Thompson Negotiating With Drug Companies to Purchase Anthrax Antibiotics; Sees No Need to Override Cipro PatentHHS Secretary Tommy Thompson said on Saturday that he would consider invoking a federal law allowing generic drug makers to bypass Bayer's patent on Cipro, the only drug approved by the FDA to treat inhalation anthrax, the Washington Post reports. The move would allow the generic companies to produce the antibiotic for the government. "We are looking at the patent issue very closely," Thompson said (Vedantam/Chea, Washington Post, 10/20). However, he said that at present "there was no need" to override Bayer's Cipro patent. "We have plenty of Cipro right now," he said (Pear, New York Times, 10/20). Tony Jewell, an HHS spokesperson, said that agency officials "do not believe" that breaking the patent is necessary, adding, "It would not save money to break the patent." Bayer supplies the government with Cipro at a discounted price of $1.83 per tablet. Thompson said Saturday that he has negotiated with Bayer and other drug companies to purchase about 1.2 billion doses of antibiotics to treat 10 million Americans for 60 days in the event of an anthrax outbreak. Federal health officials last Friday said Cipro makes up only about 8% of the pills that the government plans to purchase. The remainder will be generic versions of other antibiotics such as penicillin and doxycycline (Washington Post, 10/20). Sen. Charles Schumer (D-N.Y.), who has asked Thompson to override Bayer's patent on Cipro, said that Thompson "wants to negotiate between Bayer and the generic companies, to get an amicable agreement" under which Bayer would allow the companies to manufacture Cipro. Bayer's patent on the drug expires in December 2003 (New York Times, 10/20). The company has "mounted a defense against attempts" to allow the sale of a generic version of Cipro (Washington Post, 10/20).
Legal, Political Questions
Thompson said last week that he did not "have the power or legal authority" to allow generic drug companies to bypass Bayer's patent and manufacture Cipro (Kaiser Daily Health Policy Report, 10/17). However, Philippe Bennett, head of intellectual property practice at Coudert Brothers law firm in New York, said that the government does have the legal authority to "find alternative suppliers other than the patent owners to meet the needs of the welfare of the country." According to Alfred Engelberg, a retired intellectual property lawyer who wrote a brief for Schumer about the proposal, the government's "reticence to order generic Cipro stemmed from a larger concern": a "clas[h]" with nations in Asia and Africa over their right to acquire generic drugs for AIDS and other diseases. "If the United States is seen as issuing a compulsory license when it has a health emergency, it can hardly argue to the rest of the world that third-world countries can't exercise a similar right when they have an emergency," he said (Washington Post, 10/20).

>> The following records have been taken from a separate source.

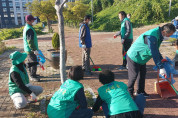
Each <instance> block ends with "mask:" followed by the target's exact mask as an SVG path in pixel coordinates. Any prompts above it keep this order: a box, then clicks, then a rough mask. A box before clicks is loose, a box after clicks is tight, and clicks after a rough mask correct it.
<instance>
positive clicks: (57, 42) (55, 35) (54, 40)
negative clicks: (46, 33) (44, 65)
mask: <svg viewBox="0 0 178 118" xmlns="http://www.w3.org/2000/svg"><path fill="white" fill-rule="evenodd" d="M59 45H60V43H59V34H58V33H54V35H53V37H52V46H53V48H54V49H55V50H58V49H59Z"/></svg>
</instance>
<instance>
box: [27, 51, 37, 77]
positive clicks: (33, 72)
mask: <svg viewBox="0 0 178 118" xmlns="http://www.w3.org/2000/svg"><path fill="white" fill-rule="evenodd" d="M28 62H29V63H30V62H37V57H36V55H35V54H34V53H33V52H31V53H30V54H28ZM36 71H37V65H35V66H32V67H30V68H29V72H30V76H32V77H34V76H36Z"/></svg>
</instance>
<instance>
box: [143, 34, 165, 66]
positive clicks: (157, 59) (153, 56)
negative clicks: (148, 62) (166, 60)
mask: <svg viewBox="0 0 178 118" xmlns="http://www.w3.org/2000/svg"><path fill="white" fill-rule="evenodd" d="M145 41H146V42H145V43H147V44H148V47H149V48H150V50H151V54H152V57H153V60H154V62H155V64H156V66H157V67H158V68H159V69H162V68H163V63H162V62H161V60H162V56H161V54H160V52H159V49H158V42H157V39H156V38H155V37H154V36H146V37H145Z"/></svg>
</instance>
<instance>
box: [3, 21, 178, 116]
mask: <svg viewBox="0 0 178 118" xmlns="http://www.w3.org/2000/svg"><path fill="white" fill-rule="evenodd" d="M162 25H163V24H160V26H162ZM157 26H158V25H152V26H144V27H141V28H135V29H134V30H133V31H134V40H135V39H136V38H137V37H138V36H139V35H140V34H142V33H143V32H145V31H147V30H149V29H152V28H155V27H157ZM53 29H54V32H57V29H58V28H57V27H56V26H53ZM115 33H116V32H91V37H92V44H93V47H92V50H91V58H92V59H93V61H94V63H95V65H97V66H100V67H101V68H102V69H103V70H104V69H110V70H112V71H113V72H114V74H115V79H116V81H122V82H124V83H126V84H127V82H128V74H127V71H126V70H124V71H119V70H117V68H118V67H119V65H121V64H122V54H121V49H122V45H121V42H120V38H117V39H114V38H113V35H114V34H115ZM51 37H52V34H48V35H44V36H39V37H38V39H39V49H41V50H42V51H43V53H44V55H45V56H46V55H47V49H51V48H52V46H51ZM5 43H6V46H16V50H19V51H23V41H22V38H19V39H12V40H8V41H5ZM65 44H66V49H67V64H66V65H67V68H69V67H70V66H74V65H81V63H82V57H81V53H82V52H81V49H80V48H79V46H78V29H71V28H68V27H65ZM175 51H176V50H175V48H174V47H173V46H170V44H169V43H163V44H162V45H161V48H160V52H161V53H162V55H163V56H168V57H170V58H171V59H172V58H173V57H174V54H175ZM11 52H12V51H7V52H5V53H4V54H2V55H0V88H1V89H0V93H1V94H0V117H27V115H28V114H29V113H31V112H32V113H33V112H39V111H40V110H36V109H34V108H35V107H38V106H39V104H38V103H36V104H32V105H29V106H28V108H30V109H28V108H27V109H25V110H15V109H14V107H13V103H12V101H11V99H10V97H9V96H8V72H9V68H10V66H11V64H10V60H9V58H8V56H9V54H10V53H11ZM91 65H92V64H91ZM154 65H155V64H154V62H153V60H152V59H151V60H150V61H149V62H148V63H147V76H146V87H145V91H146V92H147V93H148V94H150V97H149V98H148V99H147V100H146V101H147V102H146V108H145V111H144V118H178V112H177V111H178V97H177V96H176V97H172V98H169V99H162V98H160V96H159V95H158V94H157V93H156V92H155V91H154V82H155V81H156V77H157V73H156V71H154V70H153V69H152V68H153V67H154ZM44 66H45V71H42V70H41V69H40V68H38V73H40V75H42V78H41V80H42V81H41V82H33V84H35V85H40V86H42V87H43V88H44V92H43V94H42V95H41V96H44V95H49V94H53V93H54V92H55V91H56V90H57V89H58V88H59V87H60V84H61V83H60V78H59V70H55V69H52V68H51V67H50V66H49V63H48V62H47V63H46V64H45V65H44ZM93 73H94V75H92V76H86V77H85V79H84V80H82V81H81V83H82V84H84V86H87V87H90V88H92V89H93V91H94V92H97V89H98V88H99V87H100V86H101V84H100V83H99V81H98V74H99V72H93ZM174 78H175V80H177V81H178V76H177V75H175V76H174ZM136 85H137V84H135V90H136V88H137V87H136ZM174 86H175V88H176V89H178V82H176V83H175V84H174ZM99 117H102V116H99Z"/></svg>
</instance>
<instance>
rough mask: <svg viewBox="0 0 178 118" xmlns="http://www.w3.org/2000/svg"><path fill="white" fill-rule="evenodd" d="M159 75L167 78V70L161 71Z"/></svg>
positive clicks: (160, 69) (161, 70)
mask: <svg viewBox="0 0 178 118" xmlns="http://www.w3.org/2000/svg"><path fill="white" fill-rule="evenodd" d="M159 74H161V75H162V76H167V73H166V70H165V69H164V68H162V69H160V70H159Z"/></svg>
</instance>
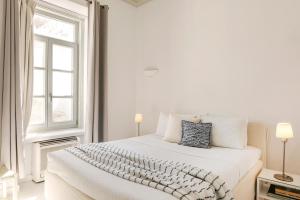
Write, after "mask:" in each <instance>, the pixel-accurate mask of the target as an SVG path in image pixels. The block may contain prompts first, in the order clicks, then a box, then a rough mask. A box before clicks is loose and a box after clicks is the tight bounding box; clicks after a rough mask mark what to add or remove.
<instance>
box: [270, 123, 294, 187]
mask: <svg viewBox="0 0 300 200" xmlns="http://www.w3.org/2000/svg"><path fill="white" fill-rule="evenodd" d="M276 137H277V138H280V139H281V140H282V142H283V161H282V162H283V166H282V174H275V175H274V178H276V179H278V180H281V181H286V182H293V178H292V177H290V176H288V175H286V174H285V145H286V142H287V141H288V139H290V138H293V137H294V134H293V129H292V126H291V124H289V123H278V124H277V127H276Z"/></svg>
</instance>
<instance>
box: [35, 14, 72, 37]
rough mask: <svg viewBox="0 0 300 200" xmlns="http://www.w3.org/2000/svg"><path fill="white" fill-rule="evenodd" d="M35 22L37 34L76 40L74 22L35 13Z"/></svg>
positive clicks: (52, 36)
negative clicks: (35, 13)
mask: <svg viewBox="0 0 300 200" xmlns="http://www.w3.org/2000/svg"><path fill="white" fill-rule="evenodd" d="M33 24H34V33H35V34H39V35H44V36H48V37H53V38H57V39H61V40H66V41H69V42H74V41H75V25H74V24H71V23H68V22H65V21H62V20H58V19H55V18H50V17H46V16H42V15H39V14H36V15H34V22H33Z"/></svg>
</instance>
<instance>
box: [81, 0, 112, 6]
mask: <svg viewBox="0 0 300 200" xmlns="http://www.w3.org/2000/svg"><path fill="white" fill-rule="evenodd" d="M86 1H87V2H88V3H89V4H92V3H93V0H86ZM96 1H97V0H96ZM101 7H105V6H101ZM107 7H108V6H107ZM108 8H109V7H108Z"/></svg>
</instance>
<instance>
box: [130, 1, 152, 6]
mask: <svg viewBox="0 0 300 200" xmlns="http://www.w3.org/2000/svg"><path fill="white" fill-rule="evenodd" d="M124 1H126V2H127V3H130V4H131V5H133V6H136V7H138V6H141V5H143V4H144V3H146V2H148V1H150V0H124Z"/></svg>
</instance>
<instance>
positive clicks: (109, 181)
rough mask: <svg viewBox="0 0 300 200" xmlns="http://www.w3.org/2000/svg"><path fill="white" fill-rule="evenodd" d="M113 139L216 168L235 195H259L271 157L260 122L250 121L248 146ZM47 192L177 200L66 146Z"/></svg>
mask: <svg viewBox="0 0 300 200" xmlns="http://www.w3.org/2000/svg"><path fill="white" fill-rule="evenodd" d="M111 143H114V144H116V145H118V146H121V147H124V148H127V149H130V150H132V151H139V152H141V153H144V154H150V155H152V156H154V157H158V158H160V159H168V160H170V159H171V160H174V161H183V162H186V163H189V164H191V165H194V166H200V167H201V168H205V169H207V170H210V171H212V172H213V173H215V174H217V175H219V176H220V177H222V178H223V179H224V180H225V181H226V183H227V184H228V186H229V188H230V189H231V191H232V192H233V196H234V198H235V199H243V200H250V199H254V195H255V180H256V176H257V174H258V173H259V172H260V170H261V168H262V167H263V165H264V164H265V161H266V130H265V128H264V127H263V126H262V125H260V124H255V123H249V125H248V145H249V146H248V147H247V148H246V149H244V150H238V149H230V148H220V147H212V148H211V149H201V148H193V147H186V146H180V145H177V144H174V143H168V142H165V141H163V140H162V139H161V137H160V136H157V135H155V134H150V135H146V136H141V137H135V138H129V139H125V140H119V141H113V142H111ZM45 194H46V199H47V200H68V199H70V200H71V199H72V200H77V199H78V200H90V199H103V200H104V199H112V200H129V199H130V200H138V199H145V200H148V199H149V200H150V199H157V200H163V199H164V200H167V199H170V200H173V199H174V200H175V199H176V198H175V197H173V196H171V195H169V194H167V193H164V192H162V191H159V190H156V189H153V188H150V187H146V186H144V185H141V184H137V183H134V182H130V181H127V180H125V179H121V178H119V177H116V176H114V175H111V174H109V173H107V172H104V171H102V170H100V169H98V168H96V167H94V166H93V165H90V164H89V163H87V162H85V161H83V160H81V159H79V158H78V157H76V156H74V155H73V154H71V153H69V152H67V151H64V150H62V151H57V152H52V153H50V154H48V168H47V172H46V178H45Z"/></svg>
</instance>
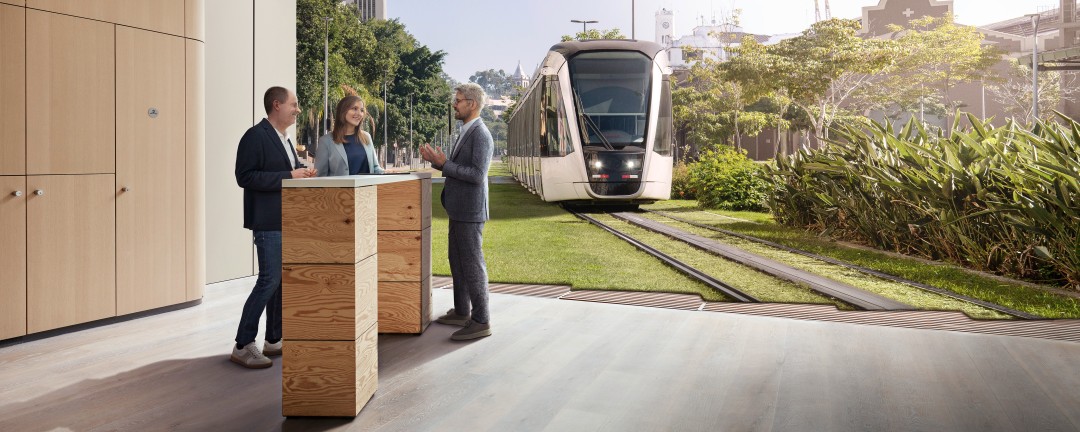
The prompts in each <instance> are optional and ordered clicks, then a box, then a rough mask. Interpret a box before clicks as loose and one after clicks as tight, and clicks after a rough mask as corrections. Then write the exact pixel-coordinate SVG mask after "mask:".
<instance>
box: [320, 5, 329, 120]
mask: <svg viewBox="0 0 1080 432" xmlns="http://www.w3.org/2000/svg"><path fill="white" fill-rule="evenodd" d="M323 22H325V23H326V36H325V39H323V121H322V123H323V124H322V126H323V135H325V134H326V130H327V129H328V127H329V125H328V124H327V123H329V117H330V116H329V112H330V108H329V105H330V102H329V77H330V17H329V16H324V17H323Z"/></svg>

In related news, federal health officials said last Saturday that they have asked the FDA to approve the use of the anthrax vaccine for patients already exposed to the bacteria, CDC Deputy Director David Fleming said. Health officials said that the vaccine "would be useful" to treat patients exposed to anthrax strains with resistance to antibiotics and in patients who "could not tolerate" antibiotics (New York Times, 10/20). Meanwhile, the Gilmore Commission, a federally appointed advisory panel on terrorism chaired by Virginia Gov. James Gilmore (R), is expected to recommend that the government build and operate a national facility to develop vaccines against biological agents. The commission, which plans to release its third annual report to the president and Congress in December, may release an executive summary as early as this week. The Wall Street Journal reports that the commission will likely ask the government to contract with a private pharmaceutical company to operate a national vaccine facility to help "avoid some of the chronic shortages" of vaccines against biological agents. In addition, the commission plans to recommend increasing public health laboratories' capacity to detect biological attacks, standardizing lab employees' training and improving coordination among government and private labs. According to the Journal, the plan could "help reduce some of the delays and confusions that have arisen over the recent anthrax cases" (Caffrey, Wall Street Journal, 10/22).